American jailed in Afghanistan for gay sex freed
An American working in Afghanistan who was jailed for engaging in gay sex in September has been released after it was determined he is straight and was framed.
Vincent White, 52, a finance ministry adviser, spent a month in a rat-infested Kabul prison, accused of paying an 18-year-old Afghan man $49 for sex. While in custody, he was forced to masturbate in front of policemen and doctors, he said.
He was released after the Afghan man admitted he concocted the story while being tortured by the police.
Afghan prosecutors plan to investigate the incident to determine if White was targeted by people upset over his role in vetoing certain government contracts that would have been lucrative for Western firms and Afghan officials, according to a report in London's Sunday Telegraph.
'Often in countries like this when contracts get dished out, everybody gets their palms greased and it is a bonanza for all,' White said. 'I wasn't prepared to let that happen and as a result I was framed.'
UK civil-partnership bill
The United Kingdom's Civil Partnership Bill cleared its final hurdles Nov. 17 and 19—passage in the House of Lords and royal assent.
The vote was 251-136. The measure passed the House of Commons Nov. 9 by a vote of 389-47.
Legally registered same-sex couples will obtain marriage rights in areas that include accident compensation, life insurance, immigration, inheritance, intestacy, pensions, taxation, tenancy, spouse and child support and workplace benefits.
'Finally, the House of Lords has recognized that Britain is a tolerant 21st-century nation,' said Ben Summerskill, head of the gay lobby group Stonewall. 'For the first time, the front benches of all three major political parties have backed equality for gay people. That represents a hugely positive change.'
The Coalition for Marriage Equality simultaneously welcomed and denounced the bill.
'The fact remains that same-sex marriage is illegal in the United Kingdom and the Civil Partnership Bill will remain a separate system for those in same-sex relationships—almost equal, yet oddly segregated from the rest of mainstream society,' said spokesman David Henry.

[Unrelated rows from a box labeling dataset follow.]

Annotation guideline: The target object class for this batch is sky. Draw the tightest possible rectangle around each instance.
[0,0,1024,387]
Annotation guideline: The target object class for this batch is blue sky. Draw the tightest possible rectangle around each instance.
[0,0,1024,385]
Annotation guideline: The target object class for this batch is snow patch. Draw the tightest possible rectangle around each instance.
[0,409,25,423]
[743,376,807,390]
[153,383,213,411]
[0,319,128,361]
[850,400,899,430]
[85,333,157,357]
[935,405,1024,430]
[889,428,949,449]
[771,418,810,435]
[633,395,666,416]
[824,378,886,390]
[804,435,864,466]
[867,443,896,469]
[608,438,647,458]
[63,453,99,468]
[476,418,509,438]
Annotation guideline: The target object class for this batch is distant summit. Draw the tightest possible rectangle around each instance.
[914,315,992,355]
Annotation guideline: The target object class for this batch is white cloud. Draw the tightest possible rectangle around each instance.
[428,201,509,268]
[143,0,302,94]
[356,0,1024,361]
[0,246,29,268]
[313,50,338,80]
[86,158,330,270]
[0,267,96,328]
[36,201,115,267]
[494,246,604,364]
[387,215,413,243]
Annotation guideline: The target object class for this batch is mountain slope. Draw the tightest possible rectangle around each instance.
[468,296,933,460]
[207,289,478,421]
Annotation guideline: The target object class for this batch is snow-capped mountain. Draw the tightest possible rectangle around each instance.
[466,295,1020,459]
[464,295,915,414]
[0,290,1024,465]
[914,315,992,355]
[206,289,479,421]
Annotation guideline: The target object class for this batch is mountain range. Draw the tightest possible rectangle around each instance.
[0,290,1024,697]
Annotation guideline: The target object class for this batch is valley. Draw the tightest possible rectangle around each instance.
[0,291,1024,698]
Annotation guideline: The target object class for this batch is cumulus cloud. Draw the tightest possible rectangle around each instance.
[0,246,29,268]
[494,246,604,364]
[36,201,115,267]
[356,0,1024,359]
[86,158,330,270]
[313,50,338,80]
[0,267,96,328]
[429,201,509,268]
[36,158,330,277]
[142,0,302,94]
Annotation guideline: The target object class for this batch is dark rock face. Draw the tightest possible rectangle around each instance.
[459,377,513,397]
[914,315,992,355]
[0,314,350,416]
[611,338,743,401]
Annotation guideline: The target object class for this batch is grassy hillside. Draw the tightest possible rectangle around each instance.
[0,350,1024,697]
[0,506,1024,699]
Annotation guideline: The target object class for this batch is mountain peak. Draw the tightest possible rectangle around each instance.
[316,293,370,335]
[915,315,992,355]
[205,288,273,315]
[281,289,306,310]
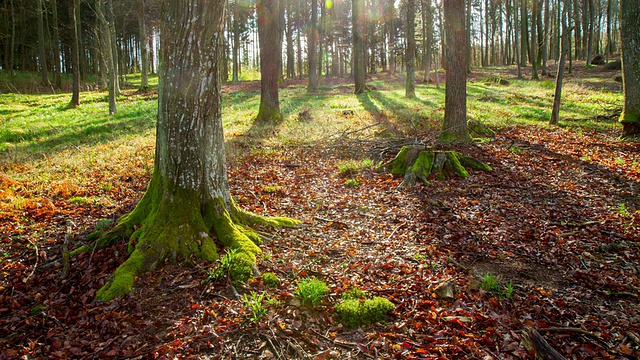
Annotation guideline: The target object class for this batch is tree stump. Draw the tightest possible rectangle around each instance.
[383,145,492,186]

The coalition's Terry Sanderson added: 'The government constantly tells us that equality is at the top of its agenda, but repeatedly gay people are given less than equality. This is a glaring example of that'.

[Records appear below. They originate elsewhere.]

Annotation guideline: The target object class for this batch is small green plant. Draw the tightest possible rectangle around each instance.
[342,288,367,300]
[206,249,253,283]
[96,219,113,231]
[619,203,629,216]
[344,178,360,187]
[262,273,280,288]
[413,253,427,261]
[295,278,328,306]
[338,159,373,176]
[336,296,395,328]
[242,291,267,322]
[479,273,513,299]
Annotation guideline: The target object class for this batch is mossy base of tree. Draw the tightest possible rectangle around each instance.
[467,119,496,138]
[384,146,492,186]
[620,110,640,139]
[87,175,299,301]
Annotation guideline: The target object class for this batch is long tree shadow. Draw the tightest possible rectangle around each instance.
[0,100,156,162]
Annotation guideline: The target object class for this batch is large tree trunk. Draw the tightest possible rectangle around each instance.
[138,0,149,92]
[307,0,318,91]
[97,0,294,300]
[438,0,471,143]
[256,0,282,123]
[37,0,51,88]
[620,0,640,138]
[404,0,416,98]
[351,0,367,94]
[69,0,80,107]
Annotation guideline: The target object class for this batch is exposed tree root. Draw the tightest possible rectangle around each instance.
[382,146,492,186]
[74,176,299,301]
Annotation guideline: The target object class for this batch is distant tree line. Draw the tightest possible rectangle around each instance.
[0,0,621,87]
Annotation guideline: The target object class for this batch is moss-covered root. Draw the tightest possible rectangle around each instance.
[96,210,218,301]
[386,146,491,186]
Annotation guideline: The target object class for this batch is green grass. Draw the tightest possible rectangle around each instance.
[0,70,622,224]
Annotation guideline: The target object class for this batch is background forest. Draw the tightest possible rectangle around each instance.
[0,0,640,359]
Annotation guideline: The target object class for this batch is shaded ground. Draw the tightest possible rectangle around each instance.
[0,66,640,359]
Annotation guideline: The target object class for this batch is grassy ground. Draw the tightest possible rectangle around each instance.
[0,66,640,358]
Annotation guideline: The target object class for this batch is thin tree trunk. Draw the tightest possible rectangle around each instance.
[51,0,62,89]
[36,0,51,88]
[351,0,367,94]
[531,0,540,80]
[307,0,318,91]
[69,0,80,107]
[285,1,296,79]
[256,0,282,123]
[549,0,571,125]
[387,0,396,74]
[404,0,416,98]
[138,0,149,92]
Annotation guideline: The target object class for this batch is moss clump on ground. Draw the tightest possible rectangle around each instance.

The first registrations likely will not take place until next fall, after the UK's tax and benefits systems have been overhauled to accommodate same-sex couples.
London gay-bashing spree
One man was killed and four were injured Oct. 30 in an apparent gay-bashing spree against people leaving Heaven nightclub near Royal Festival Hall in London's Charing Cross district. David Morley, 37, died in the hospital following surgery. He was a survivor of the 1999 nail-bomb attack on the gay Admiral Duncan pub, where he worked. Three people died and 73 were injured in that explosion.

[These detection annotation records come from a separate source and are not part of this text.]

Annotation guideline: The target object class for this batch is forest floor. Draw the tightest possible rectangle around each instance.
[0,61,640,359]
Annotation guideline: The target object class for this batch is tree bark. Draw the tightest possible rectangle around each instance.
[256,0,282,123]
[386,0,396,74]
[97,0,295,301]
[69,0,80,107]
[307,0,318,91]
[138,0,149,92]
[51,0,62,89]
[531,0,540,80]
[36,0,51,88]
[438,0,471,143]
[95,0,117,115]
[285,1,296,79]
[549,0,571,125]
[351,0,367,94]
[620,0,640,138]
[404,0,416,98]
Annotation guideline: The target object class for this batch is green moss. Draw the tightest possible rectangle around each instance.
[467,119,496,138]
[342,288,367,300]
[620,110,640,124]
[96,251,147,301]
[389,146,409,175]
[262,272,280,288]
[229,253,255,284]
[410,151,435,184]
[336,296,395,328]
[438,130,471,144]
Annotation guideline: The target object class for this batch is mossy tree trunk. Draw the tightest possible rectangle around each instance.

On Nov. 6, police charged Barry Lee, 19, and two 16-year-old boys with Morley's murder. They also were charged with attempted grievous bodily harm of two other victims, robbery, violent disorder and conspiracy to commit robbery. There are four additional suspects who have not been charged yet.
'That David should survive one instance of hate crime against London's gay population only to then be killed in a later attack makes this weekend's appalling incident even worse,' Ben Summerskill, head of the gay-rights group Stonewall, told the BBC.